During an audience Q&A after Tuesday morning’s Sundance screening, Winterbottom explained their method for making the films: “There’s an outline — we knew where we were starting, we knew where we were gonna end, but basically, they made it all up.”
“Yeah, there’d be a scene described, where ‘Rob and Steve talk about rubbish,’ ‘Steve and Rob talk about this part of their lives, or Shelley and Byron,’ a couple of suggested lines, and that would be it,” Coogan elaborated. “And Rob and I would start talking, find something, find the scene, mine it, properly exhaust it, and then we’d do something else, we’d try a few different things. And then Michael, when he covered the scene, if he liked something, he’d say, ‘Oh, that’s good, talk about that again.’ Or if Rob or I liked something, we’d say, ‘Oh, we must talk about that again, that was quite funny.'”
That sort of honing and refining of the improvisations only has one drawback: it means they eat each course three times. “So by the time you got to each main course, you’d had three starters,” Brydon explained. “And by the time you got to the first dessert, you’d had three starters and three main courses.

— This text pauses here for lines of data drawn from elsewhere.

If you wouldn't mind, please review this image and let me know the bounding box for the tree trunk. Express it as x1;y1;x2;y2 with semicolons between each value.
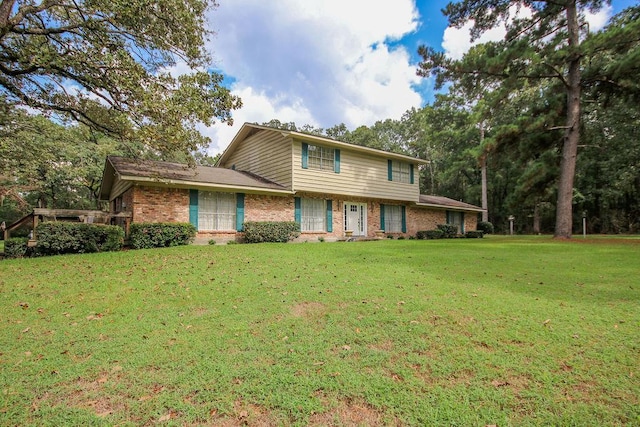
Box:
554;0;581;239
480;122;489;222
533;203;540;234
0;0;16;27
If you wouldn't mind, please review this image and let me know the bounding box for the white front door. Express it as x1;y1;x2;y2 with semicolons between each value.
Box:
344;202;367;236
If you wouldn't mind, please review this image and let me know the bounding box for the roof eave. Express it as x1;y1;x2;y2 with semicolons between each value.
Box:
120;176;293;195
215;123;430;166
281;131;430;165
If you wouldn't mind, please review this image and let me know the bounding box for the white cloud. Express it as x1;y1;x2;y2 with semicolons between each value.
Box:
442;5;613;59
585;4;613;32
208;0;422;156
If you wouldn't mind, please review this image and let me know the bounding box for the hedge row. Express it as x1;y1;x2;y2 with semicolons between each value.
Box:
4;237;29;258
36;222;124;255
416;224;484;240
129;222;196;249
244;221;300;243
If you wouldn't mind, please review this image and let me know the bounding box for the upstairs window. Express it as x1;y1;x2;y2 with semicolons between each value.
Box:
387;160;413;184
302;142;340;173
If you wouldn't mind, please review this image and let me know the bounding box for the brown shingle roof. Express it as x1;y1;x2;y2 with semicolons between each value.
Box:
108;156;287;191
418;194;482;212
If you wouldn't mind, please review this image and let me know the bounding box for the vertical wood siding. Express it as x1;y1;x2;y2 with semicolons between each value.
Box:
222;130;292;189
293;140;420;202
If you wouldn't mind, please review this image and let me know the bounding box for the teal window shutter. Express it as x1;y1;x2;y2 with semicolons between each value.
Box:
189;190;198;230
302;142;309;169
236;193;244;231
293;197;302;224
402;206;407;233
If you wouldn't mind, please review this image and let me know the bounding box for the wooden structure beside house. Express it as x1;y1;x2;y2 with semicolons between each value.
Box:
100;123;482;244
4;208;131;246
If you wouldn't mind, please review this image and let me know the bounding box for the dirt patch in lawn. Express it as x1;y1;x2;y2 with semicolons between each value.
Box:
308;399;401;427
291;302;326;318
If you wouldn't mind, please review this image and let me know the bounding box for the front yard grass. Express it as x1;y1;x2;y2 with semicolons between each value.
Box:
0;236;640;426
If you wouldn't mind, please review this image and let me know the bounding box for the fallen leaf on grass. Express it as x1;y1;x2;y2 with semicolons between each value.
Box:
158;411;178;422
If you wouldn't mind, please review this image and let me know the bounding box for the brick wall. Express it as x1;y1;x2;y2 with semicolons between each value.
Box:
132;186;189;222
407;207;447;236
123;186;477;241
464;212;478;233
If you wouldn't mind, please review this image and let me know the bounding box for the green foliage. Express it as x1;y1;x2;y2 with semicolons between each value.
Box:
476;221;493;234
464;230;484;239
129;223;192;249
436;224;458;239
4;237;29;258
0;0;241;152
36;222;124;255
244;221;300;243
416;230;444;240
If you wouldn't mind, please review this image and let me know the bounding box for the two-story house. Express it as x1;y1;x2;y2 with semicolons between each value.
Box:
100;124;482;240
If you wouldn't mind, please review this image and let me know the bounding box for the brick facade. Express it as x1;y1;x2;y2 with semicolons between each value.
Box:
122;186;477;241
131;186;189;222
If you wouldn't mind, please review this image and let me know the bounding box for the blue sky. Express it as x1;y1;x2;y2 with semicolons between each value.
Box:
194;0;637;154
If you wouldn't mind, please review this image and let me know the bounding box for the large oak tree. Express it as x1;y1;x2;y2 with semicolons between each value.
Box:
0;0;241;152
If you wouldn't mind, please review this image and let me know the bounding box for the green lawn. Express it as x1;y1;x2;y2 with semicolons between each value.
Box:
0;236;640;426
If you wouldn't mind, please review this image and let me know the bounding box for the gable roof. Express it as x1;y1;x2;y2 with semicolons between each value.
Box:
216;123;429;165
100;156;291;200
416;194;484;212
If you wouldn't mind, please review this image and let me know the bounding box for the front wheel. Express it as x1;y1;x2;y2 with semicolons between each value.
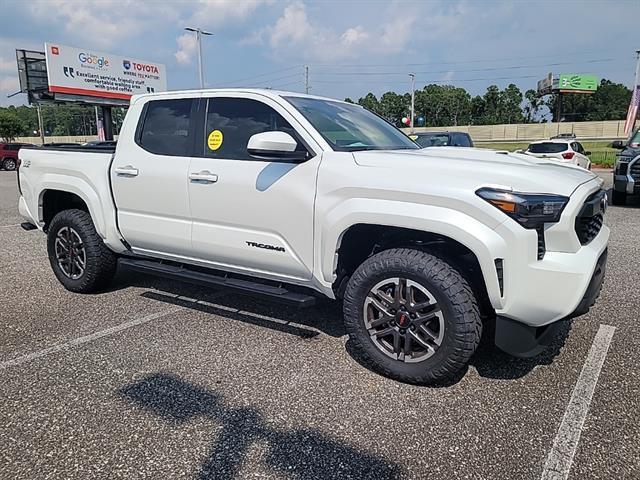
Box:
47;209;117;293
344;249;482;384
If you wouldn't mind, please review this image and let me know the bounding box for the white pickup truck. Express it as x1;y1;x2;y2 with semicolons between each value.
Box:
18;90;609;383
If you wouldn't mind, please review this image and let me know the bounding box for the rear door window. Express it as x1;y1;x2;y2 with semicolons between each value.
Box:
528;142;567;153
138;98;196;156
453;133;471;147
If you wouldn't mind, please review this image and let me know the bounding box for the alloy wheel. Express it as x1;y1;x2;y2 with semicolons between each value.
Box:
363;277;445;363
55;227;87;280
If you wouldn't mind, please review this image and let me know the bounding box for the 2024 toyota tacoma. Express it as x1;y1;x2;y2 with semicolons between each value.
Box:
18;90;609;383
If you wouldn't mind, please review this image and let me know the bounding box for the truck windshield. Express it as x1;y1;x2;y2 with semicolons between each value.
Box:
286;97;420;152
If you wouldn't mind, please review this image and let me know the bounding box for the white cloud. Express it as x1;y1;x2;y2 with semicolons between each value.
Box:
340;25;369;45
173;32;197;65
250;1;418;61
269;2;318;47
190;0;274;29
30;0;168;48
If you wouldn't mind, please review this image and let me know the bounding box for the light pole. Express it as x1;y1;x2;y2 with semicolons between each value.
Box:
185;27;213;88
409;73;416;133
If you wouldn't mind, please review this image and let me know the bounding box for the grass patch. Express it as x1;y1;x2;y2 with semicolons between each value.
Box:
475;142;618;167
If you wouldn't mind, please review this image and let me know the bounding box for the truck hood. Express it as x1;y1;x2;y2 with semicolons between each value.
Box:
353;147;598;196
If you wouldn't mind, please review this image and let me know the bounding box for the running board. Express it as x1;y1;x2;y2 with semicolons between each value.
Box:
118;258;316;307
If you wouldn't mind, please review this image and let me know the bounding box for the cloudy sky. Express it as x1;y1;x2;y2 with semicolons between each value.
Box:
0;0;640;105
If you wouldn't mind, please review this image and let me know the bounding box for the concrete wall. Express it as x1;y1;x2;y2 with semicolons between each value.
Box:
17;120;626;145
402;120;626;142
16;135;118;145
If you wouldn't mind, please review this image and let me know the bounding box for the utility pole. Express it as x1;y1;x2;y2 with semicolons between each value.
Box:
304;65;309;93
185;27;213;88
409;73;416;133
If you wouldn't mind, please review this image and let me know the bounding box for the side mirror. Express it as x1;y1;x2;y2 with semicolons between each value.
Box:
247;131;307;162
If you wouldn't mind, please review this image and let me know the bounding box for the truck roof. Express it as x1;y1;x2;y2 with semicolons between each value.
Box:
131;88;357;105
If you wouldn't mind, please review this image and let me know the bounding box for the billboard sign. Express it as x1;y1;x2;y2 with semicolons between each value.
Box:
557;73;598;93
44;43;167;100
538;73;553;95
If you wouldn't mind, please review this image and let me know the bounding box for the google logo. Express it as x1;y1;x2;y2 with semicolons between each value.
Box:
78;52;109;68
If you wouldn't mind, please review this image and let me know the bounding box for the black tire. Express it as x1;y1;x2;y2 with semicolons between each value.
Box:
47;209;117;293
343;249;482;384
611;190;627;205
2;158;17;171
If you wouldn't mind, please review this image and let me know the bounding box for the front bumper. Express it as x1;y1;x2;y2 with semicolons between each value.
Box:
495;249;607;357
613;175;640;195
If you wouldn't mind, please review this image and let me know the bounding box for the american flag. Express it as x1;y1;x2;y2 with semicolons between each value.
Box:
624;85;640;135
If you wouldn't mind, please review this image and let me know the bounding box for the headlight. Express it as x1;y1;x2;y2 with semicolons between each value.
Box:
476;188;569;228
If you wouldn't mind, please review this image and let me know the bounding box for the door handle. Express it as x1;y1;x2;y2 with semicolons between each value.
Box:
114;165;139;177
189;170;218;183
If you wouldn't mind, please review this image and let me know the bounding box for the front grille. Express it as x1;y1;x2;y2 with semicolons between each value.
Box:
575;190;606;245
576;213;604;245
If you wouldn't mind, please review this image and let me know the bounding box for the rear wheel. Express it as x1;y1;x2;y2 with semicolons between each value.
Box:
2;158;16;170
47;209;117;293
344;249;482;384
611;190;627;205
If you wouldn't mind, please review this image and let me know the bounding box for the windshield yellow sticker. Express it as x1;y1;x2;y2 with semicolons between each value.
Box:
207;130;222;150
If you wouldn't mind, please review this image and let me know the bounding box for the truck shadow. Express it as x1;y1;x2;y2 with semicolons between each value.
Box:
114;269;571;388
119;373;403;480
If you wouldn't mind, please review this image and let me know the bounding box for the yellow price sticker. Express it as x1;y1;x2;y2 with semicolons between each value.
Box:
207;130;222;150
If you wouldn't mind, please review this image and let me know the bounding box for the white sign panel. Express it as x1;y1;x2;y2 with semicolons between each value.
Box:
44;43;167;100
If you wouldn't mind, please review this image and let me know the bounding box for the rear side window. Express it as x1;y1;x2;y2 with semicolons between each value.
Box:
527;142;567;153
138;98;194;156
202;97;305;160
415;133;449;147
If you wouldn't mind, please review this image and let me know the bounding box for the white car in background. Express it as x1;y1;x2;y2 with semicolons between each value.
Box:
524;137;591;170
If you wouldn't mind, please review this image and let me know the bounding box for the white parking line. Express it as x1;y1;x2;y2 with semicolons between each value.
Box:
0;307;185;370
542;325;615;480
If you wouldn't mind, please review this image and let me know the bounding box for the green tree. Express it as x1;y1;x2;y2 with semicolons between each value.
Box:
498;83;524;123
0;109;23;142
378;92;410;126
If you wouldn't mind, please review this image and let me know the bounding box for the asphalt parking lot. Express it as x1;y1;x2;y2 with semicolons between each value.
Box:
0;168;640;480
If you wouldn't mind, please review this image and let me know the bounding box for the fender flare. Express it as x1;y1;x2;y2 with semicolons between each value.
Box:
316;199;507;308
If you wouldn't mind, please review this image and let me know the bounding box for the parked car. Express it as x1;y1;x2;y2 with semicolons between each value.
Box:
524;137;591;170
0;143;29;170
409;132;473;147
611;129;640;205
18;89;609;383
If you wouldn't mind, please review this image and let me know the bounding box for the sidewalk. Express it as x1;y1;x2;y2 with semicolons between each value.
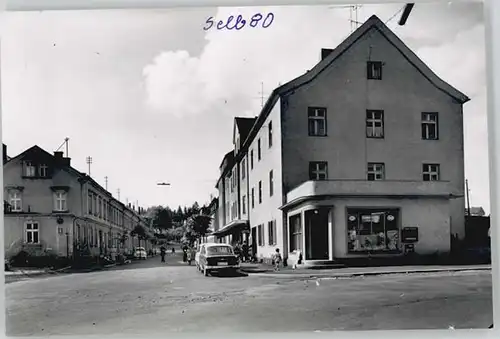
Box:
240;263;491;278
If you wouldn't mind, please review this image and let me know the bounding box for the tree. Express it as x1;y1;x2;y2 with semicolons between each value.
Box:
183;214;212;246
130;225;147;247
153;207;173;231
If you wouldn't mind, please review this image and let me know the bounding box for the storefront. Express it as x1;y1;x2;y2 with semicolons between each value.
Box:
282;198;451;264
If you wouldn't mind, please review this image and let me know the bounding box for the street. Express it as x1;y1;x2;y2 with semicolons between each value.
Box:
6;257;492;336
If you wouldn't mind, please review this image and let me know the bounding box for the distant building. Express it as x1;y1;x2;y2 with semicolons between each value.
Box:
465;207;486;217
3;146;151;256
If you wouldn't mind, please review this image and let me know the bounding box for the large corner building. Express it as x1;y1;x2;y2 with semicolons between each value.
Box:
211;16;469;264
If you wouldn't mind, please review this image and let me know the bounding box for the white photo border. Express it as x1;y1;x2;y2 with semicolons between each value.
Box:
0;0;500;339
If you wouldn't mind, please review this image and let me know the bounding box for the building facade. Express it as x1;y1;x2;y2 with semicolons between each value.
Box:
213;16;469;263
4;146;151;257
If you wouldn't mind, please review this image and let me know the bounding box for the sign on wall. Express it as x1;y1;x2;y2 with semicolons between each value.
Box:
401;227;418;243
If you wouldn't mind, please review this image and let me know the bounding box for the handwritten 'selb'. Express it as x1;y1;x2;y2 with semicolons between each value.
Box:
203;13;274;31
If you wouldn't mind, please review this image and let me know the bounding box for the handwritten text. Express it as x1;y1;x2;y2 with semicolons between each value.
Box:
203;13;274;31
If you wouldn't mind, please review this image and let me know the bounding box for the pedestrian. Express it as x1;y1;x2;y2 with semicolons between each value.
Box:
242;241;248;262
160;246;167;262
274;248;282;271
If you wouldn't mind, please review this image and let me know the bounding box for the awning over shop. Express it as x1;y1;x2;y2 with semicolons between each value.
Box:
212;220;250;237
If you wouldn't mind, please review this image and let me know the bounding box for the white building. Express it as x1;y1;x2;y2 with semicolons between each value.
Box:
214;16;469;264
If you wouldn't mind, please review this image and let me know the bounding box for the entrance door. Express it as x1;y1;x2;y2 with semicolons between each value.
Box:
305;208;330;260
252;227;257;258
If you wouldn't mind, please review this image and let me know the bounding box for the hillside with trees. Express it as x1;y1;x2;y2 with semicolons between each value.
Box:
144;202;212;245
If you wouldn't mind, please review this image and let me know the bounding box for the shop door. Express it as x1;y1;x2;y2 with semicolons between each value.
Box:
305;208;330;260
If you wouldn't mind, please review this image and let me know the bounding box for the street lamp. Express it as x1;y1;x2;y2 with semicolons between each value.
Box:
398;3;415;26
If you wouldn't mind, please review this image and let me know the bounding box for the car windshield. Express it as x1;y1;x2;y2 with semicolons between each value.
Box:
207;246;233;254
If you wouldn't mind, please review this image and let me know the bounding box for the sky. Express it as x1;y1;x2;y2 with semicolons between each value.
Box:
1;3;484;212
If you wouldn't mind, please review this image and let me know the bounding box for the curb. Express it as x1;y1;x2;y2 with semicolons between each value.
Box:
241;267;491;279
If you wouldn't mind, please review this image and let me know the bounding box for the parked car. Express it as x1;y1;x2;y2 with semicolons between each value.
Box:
195;243;240;276
134;247;148;260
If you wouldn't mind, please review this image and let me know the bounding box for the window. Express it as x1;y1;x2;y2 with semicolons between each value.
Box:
289;214;302;252
307;107;326;137
257;225;264;246
54;191;68;212
267;121;273;148
24;161;36;177
241;159;247;179
367;162;385;181
347;208;399;253
9;191;23;212
422;112;439;140
309;161;328;180
97;197;102;218
92;194;97;215
267;220;276;246
422;164;440;181
269;170;274;197
252;187;255;208
366;61;382;80
26;221;40;244
366;110;384;138
87;192;93;214
257;138;262;161
230;169;234;193
38;164;49;178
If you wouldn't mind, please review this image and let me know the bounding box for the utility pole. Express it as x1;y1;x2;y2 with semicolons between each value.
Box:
349;5;361;33
260;82;264;108
64;137;69;158
465;179;470;217
87;157;92;177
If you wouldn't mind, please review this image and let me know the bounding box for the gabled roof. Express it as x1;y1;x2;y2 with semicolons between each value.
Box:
240;15;470;151
4;145;142;219
233;117;257;142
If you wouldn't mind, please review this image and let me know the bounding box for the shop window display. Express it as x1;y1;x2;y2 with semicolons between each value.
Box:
347;209;399;253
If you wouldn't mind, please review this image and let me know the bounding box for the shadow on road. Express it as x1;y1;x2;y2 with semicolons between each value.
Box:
211;271;248;278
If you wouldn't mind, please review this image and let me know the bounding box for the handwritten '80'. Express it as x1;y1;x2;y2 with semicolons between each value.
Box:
203;13;274;31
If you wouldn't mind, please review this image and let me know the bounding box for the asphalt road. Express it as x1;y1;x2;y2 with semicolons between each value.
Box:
5;257;492;336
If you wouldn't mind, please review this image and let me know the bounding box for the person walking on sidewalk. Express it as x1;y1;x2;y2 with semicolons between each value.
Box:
274;248;283;271
160;246;167;262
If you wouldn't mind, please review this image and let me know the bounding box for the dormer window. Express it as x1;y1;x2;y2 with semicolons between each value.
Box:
38;164;49;178
366;61;382;80
9;190;23;212
24;161;36;177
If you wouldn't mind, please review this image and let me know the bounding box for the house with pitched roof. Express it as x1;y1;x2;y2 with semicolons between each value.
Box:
209;16;469;265
3;146;151;257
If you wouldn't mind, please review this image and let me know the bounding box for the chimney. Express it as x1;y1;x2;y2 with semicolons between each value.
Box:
61;158;71;167
2;144;7;164
321;48;333;60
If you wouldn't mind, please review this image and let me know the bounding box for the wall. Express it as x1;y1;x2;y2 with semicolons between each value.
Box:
283;30;465;237
248;100;284;258
4;161;81;215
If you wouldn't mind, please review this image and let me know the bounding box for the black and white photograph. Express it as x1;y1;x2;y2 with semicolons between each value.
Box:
1;1;493;336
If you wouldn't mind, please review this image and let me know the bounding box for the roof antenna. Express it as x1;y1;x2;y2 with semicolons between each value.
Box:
56;137;69;158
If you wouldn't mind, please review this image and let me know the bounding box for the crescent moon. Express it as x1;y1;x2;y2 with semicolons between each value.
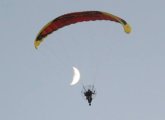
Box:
70;67;80;86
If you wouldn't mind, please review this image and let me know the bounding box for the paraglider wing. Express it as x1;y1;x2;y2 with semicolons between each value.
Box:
34;11;131;49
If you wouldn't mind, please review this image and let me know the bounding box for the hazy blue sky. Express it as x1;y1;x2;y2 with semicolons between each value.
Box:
0;0;165;120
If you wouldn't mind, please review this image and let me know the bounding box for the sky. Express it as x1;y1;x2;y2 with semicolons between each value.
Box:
0;0;165;120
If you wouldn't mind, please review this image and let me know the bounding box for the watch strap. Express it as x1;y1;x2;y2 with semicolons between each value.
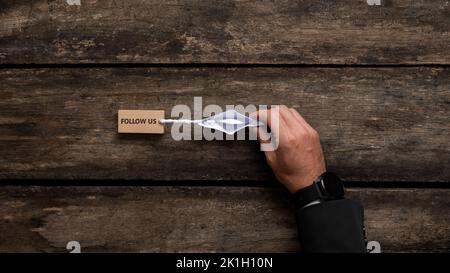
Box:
294;182;323;209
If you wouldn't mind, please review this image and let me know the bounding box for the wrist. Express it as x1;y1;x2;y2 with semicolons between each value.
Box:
289;168;327;193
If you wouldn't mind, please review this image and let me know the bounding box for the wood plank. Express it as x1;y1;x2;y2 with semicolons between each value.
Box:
0;0;450;64
0;68;450;183
0;187;450;252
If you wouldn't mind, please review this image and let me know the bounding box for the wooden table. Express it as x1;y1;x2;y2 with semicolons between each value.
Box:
0;0;450;252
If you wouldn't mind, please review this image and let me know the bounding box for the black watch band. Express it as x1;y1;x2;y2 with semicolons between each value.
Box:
294;178;323;209
294;172;345;208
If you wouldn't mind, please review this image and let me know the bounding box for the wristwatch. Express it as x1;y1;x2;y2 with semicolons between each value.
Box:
294;172;345;208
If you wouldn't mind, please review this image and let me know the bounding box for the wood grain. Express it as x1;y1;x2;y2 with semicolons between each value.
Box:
0;68;450;183
0;0;450;64
0;186;450;252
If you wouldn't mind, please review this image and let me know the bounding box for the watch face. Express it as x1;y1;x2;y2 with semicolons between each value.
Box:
322;172;345;198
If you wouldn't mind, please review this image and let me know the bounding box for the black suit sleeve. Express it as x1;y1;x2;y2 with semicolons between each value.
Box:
296;199;366;253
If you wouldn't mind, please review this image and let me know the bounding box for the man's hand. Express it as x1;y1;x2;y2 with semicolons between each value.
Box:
252;105;325;193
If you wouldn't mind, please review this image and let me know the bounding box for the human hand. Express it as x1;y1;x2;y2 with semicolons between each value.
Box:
251;105;326;193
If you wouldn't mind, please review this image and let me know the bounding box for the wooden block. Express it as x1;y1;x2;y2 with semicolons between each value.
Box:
117;110;164;134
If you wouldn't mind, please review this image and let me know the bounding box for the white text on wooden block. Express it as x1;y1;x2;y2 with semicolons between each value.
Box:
117;110;164;134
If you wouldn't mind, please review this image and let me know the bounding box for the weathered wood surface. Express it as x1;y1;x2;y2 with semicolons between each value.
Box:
0;187;450;252
0;68;450;182
0;0;450;64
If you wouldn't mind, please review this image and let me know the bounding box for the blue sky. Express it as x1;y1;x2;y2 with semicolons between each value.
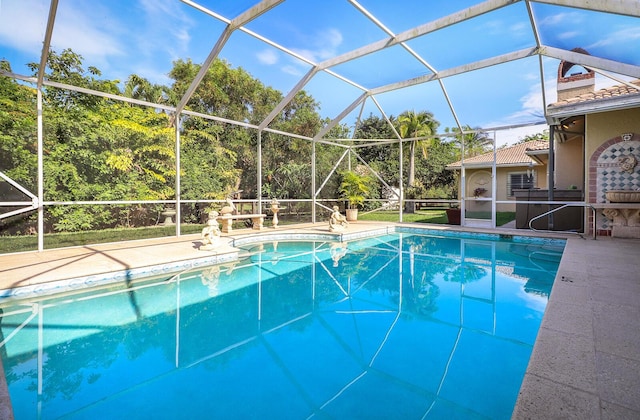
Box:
0;0;640;143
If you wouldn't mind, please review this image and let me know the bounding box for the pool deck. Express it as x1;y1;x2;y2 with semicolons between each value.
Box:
0;222;640;419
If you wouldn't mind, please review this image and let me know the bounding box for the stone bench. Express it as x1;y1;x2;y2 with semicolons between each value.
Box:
218;214;267;233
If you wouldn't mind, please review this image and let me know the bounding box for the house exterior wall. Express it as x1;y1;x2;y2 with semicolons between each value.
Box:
465;165;547;212
554;139;584;190
585;108;640;234
585;108;640;203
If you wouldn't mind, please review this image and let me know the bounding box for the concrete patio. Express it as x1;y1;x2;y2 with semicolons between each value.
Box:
0;222;640;419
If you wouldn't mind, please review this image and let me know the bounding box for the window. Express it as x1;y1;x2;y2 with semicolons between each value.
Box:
507;171;536;197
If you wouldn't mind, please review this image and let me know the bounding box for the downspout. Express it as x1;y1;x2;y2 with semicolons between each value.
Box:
547;125;556;230
255;130;262;214
175;120;182;237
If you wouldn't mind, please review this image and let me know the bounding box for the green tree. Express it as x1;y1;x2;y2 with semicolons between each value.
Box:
445;125;493;159
397;110;440;187
0;60;37;189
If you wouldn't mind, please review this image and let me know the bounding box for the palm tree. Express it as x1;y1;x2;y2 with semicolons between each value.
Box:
397;111;439;187
445;125;493;159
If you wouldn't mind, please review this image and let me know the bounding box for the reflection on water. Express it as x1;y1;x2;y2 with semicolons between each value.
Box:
0;234;563;419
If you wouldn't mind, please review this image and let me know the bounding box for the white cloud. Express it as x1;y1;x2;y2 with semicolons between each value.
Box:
294;28;343;63
585;26;640;51
0;0;49;53
282;65;304;77
256;50;278;66
539;12;584;27
558;31;582;39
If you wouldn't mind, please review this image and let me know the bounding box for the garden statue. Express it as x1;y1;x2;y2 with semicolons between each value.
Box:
220;198;236;216
329;206;349;232
329;242;347;267
200;210;220;251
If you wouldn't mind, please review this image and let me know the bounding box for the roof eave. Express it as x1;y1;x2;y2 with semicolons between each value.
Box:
445;160;542;171
546;94;640;125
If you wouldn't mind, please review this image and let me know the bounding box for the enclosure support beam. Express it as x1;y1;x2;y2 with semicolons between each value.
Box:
253;130;262;214
175;123;182;237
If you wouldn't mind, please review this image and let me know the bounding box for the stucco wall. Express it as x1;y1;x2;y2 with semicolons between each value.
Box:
465;165;547;211
586;108;640;158
555;139;584;190
585;108;640;202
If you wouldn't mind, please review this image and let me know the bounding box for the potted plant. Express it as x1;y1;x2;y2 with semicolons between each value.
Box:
340;171;371;221
446;204;461;225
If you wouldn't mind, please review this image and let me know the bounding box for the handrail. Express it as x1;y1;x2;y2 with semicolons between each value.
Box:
529;202;586;239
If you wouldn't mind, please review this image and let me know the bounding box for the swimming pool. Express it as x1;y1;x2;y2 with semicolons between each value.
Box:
0;232;564;419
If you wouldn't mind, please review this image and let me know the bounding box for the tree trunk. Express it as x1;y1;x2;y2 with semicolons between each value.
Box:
407;141;416;187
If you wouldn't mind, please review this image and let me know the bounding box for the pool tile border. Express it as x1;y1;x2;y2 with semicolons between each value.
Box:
0;226;566;300
0;252;238;299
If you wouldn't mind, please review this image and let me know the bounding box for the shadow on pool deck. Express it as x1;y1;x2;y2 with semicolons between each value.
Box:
0;222;640;419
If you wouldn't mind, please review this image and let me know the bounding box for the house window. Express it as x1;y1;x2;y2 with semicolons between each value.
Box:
507;171;536;197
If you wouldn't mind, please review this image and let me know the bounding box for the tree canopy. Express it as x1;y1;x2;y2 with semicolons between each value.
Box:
0;50;464;235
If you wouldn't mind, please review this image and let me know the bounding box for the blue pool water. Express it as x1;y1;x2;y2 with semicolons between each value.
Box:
0;233;564;419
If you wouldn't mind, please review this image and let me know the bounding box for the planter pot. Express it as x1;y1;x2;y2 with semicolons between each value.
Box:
446;209;460;225
404;200;416;213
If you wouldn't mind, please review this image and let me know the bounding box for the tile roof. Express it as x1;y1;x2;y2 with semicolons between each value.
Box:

So the best acting is when you see the dessert brought over, and we go, ‘Mmmm, that looks great!'”
A significant portion of our enjoyment of the Trip pictures comes from just watching these two talented men play, but there’s more to the movies than that. They’re witty and off-the-cuff on the surface, but there’s a melancholy at their center, a sense (particularly in the rare scenes that they play alone) of insecurities being exposed, and explored. Ultimately, these movies are less about the food or the locations or the funny impressions than they are about a very specific kind of show-business relationship, comprised of equal parts affection, rivalry, and annoyance.
Coogan explained the differences between their real personalities and the personae they present in the films. “Rob doesn’t do voices as often as he does on screen,” he said. “I’m not quite as pretentious or miserable as I am onscreen, and we’re slightly nicer to each other. We did have dinner after we finished shooting, and it would be much more pleasant… and slightly more dull.”
The Trip to Italy is playing this week at the Sundance Film Festival.